MySQL子查询(subqueries)优化——派生条件下推
作者:黄华亮,现任Oracle MySQL大中华区MySQL解决方案工程师,专注MySQL技术十余年,对MySQL和开源数据库有丰富的实践经验。
1.序言
最近遇到了不少MySQL性能优化的案例,都和子查询有关,今天就这个话题做一定的分析。
首先,很多数据库的从业者都会有一种感觉,MySQL的优化器较弱,这可能是固化在MySQL早期版本的认识,现如今,MySQL在8.0已经在优化器方面做了非常多的优化。而子查询的优化通常也会令DBA感受一些压力,通常DBA会建议研发不要写复杂的子查询SQL,但现实却经常打脸,一些框架封装生成的SQL或一些外采系统,改写SQL变得不太实际,因此对SQL上优化在关键时候也非常有效。今天我就子查询派生条件下推做一些讨论。
2.派生条件下推
2.1 何为派生条件下推,翻译官方的描述如下:
MySQL 8.0.22及更高版本支持符合条件的子查询的派生条件下推。对于如SELECT*FROM(SELECT i,j FROM t1)as dt WHERE i>常量之类的查询,在许多情况下,可以将外部WHERE条件下推到派生表,在这种情况下,会导致SELECT*FROM(SELECT i、j FROM t1 WHERE i>常量)as dt。当派生表无法合并到外部查询中时(例如:如果派生表使用聚合),将外部WHERE条件下推到派生表应该会减少需要处理的行数,从而加快查询的执行。 https://dev.mysql.com/doc/refman/8.0/en/derived-condition-pushdown-optimization.html
派生条件下推一句话理解即为:外查询与派生表相关的条件会被推入到派生表中作为条件,以减少处理的数据行数,加速查询速度。
派生表 (Derived Table):派生表是在查询FROM子句的范围内生成表的表达式。例如,SELECT语句FROM子句中的子查询是派生表:
代码语言:javascript复制SELECT ... FROM (subquery) [AS] tb_alias_name ...
JSON_TABLE()函数生成一个表,并提供另一种创建派生表的方法:
代码语言:javascript复制SELECT * FROM JSON_TABLE(arg_list) [AS] tb_alias_name ...
[AS]tb_alias_name子句是必需的,因为FROM子句中的每个表都必须有一个名称。派生表中的任何列都必须具有唯一的名称。或者tb_alias_name后面可以跟一个带括号的派生表列名称列表:
代码语言:javascript复制SELECT ... FROM (subquery) [AS] tb_alias_name (col_list) ...
col_list的列的数目必须与subquery列的数目相同。
*派生表可以返回标量、列、行或表。
2.2 在以下情况下,可以将外部WHERE条件下推到派生的物化表中:
- 当派生表不使用聚合或窗口函数时,可以直接向下推送外部WHERE条件。

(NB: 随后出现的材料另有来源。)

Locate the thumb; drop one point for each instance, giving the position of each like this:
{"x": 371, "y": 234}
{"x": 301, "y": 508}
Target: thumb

这包括WHERE条件,该条件具有用AND、OR或两者连接的多个谓词。
例如:SELECT*FROM(SELECT f1,f2 FROM t1)AS dt WHERE f1<3 AND f2>11;
被重写为: SELECT f1,f2 FROM(SELECT f1,f2 FROM t1 WHERE f1<3 AND f2>11)AS dt。
- 当派生表具有GROUP BY并且不使用窗口函数时,引用一个或多个不属于GROUP BY的列的外部WHERE条件可以作为HAVING条件下推到派生表。
例如:SELECT * FROM (SELECT i, j, SUM(k) AS sum FROM t1 GROUP BY i, j) AS dt WHERE sum > 100;
通过物化条件下推重写为:SELECT * FROM (SELECT i, j, SUM(k) AS sum FROM t1 GROUP BY i, j HAVING sum > 100) AS dt.
- 当派生表使用GROUP BY并且外部WHERE条件中的列是GROUP BY列时,引用这些列的WHERE条件可以直接下推到派生表。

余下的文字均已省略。